Model parameters were fitted by maximizing the log-likelihood:

$$\sum_{k=0}^K \log \mathrm{Beta}(t_k^{a,r}|\alpha_k^{a,r},\beta_k^{a,r})$$

using (concave) gradient descent.

TIP’s predictive performance, as measured by RMSE, was superior to a direct-only baseline model:

• TIP: RMSE$^A$=0.057, RMSE$^B$=0.082
• Direct-only: RMSE$'^A$=0.085, RMSE$'^B$=0.107

Paired $t$-tests showed these improvements were statistically significant ($p<.001$ for each drone). Individual trust curves exhibited meaningful 90% intervals derived from $\mathrm{Beta}(\alpha, \beta)$ posteriors (Guo et al., 2023).

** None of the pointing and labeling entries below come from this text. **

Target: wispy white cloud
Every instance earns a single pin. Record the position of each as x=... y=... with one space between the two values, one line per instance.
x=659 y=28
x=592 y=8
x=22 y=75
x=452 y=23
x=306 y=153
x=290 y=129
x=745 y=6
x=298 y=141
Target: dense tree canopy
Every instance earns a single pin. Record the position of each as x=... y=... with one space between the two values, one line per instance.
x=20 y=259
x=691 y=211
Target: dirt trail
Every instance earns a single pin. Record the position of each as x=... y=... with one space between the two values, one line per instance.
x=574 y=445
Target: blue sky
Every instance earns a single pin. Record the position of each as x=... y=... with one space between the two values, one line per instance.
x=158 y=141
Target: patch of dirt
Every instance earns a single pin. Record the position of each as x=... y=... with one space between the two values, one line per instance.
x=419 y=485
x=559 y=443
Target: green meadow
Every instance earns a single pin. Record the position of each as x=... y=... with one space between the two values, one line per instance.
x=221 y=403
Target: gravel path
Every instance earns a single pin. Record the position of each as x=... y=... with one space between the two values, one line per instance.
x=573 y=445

6. Practical Implementation and Limitations

Implementation of TIP as a “Trustworthy Influence Protocol” depends on accurate, online elicitation of trust reports $t_k^{h,r}$ and interpersonal trust $t_k^{h,h'}$ at each timestep. The protocol assumes truthful and cooperative self-reporting, does not explicitly account for adversarial or deceptive agents, and may require adaptation in heterogeneous or larger teams.

Scalability is $O(|H| \times |R|)$ for maintaining state variables, and $O(|H|^2 \times |R|)$ for propagation links. Current limitations include the lack of temporal decay for outdated experiences and modeling only single-dimensional trust; extensions to multi-faceted trust or trust estimation via behavioral or psychophysiological signals are proposed. The approach assumes uniform sharing; more complex social network structures or varying degrees of selectivity could further enhance fidelity in larger or hierarchical teams.

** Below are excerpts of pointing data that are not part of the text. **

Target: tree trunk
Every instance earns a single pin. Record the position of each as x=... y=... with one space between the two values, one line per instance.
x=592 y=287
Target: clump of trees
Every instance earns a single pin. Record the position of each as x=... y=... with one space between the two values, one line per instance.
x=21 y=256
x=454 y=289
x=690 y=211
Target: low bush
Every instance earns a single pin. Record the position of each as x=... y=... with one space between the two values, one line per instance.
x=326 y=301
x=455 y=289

7. Significance and Prospective Extensions

TIP provides, to date, the first Bayesian computational trust model specifically for multi-human multi-robot teams, establishing mechanisms to both capture and propagate trust across agents in a principled manner. Its ability to fuse direct and indirect experience yields more accurate, personalized trust dynamics, outperforming baseline models that ignore trust propagation.

Potential future directions include incorporation of temporal decay mechanisms, richer trust representations (e.g., multi-dimensional trust attributes), and indirect estimation of trust via analysis of agent behavior or biosignals. A more generalized network structure supporting selective, non-uniform information sharing would enhance applicability to real-world, large-scale collaborative teams (Guo et al., 2023).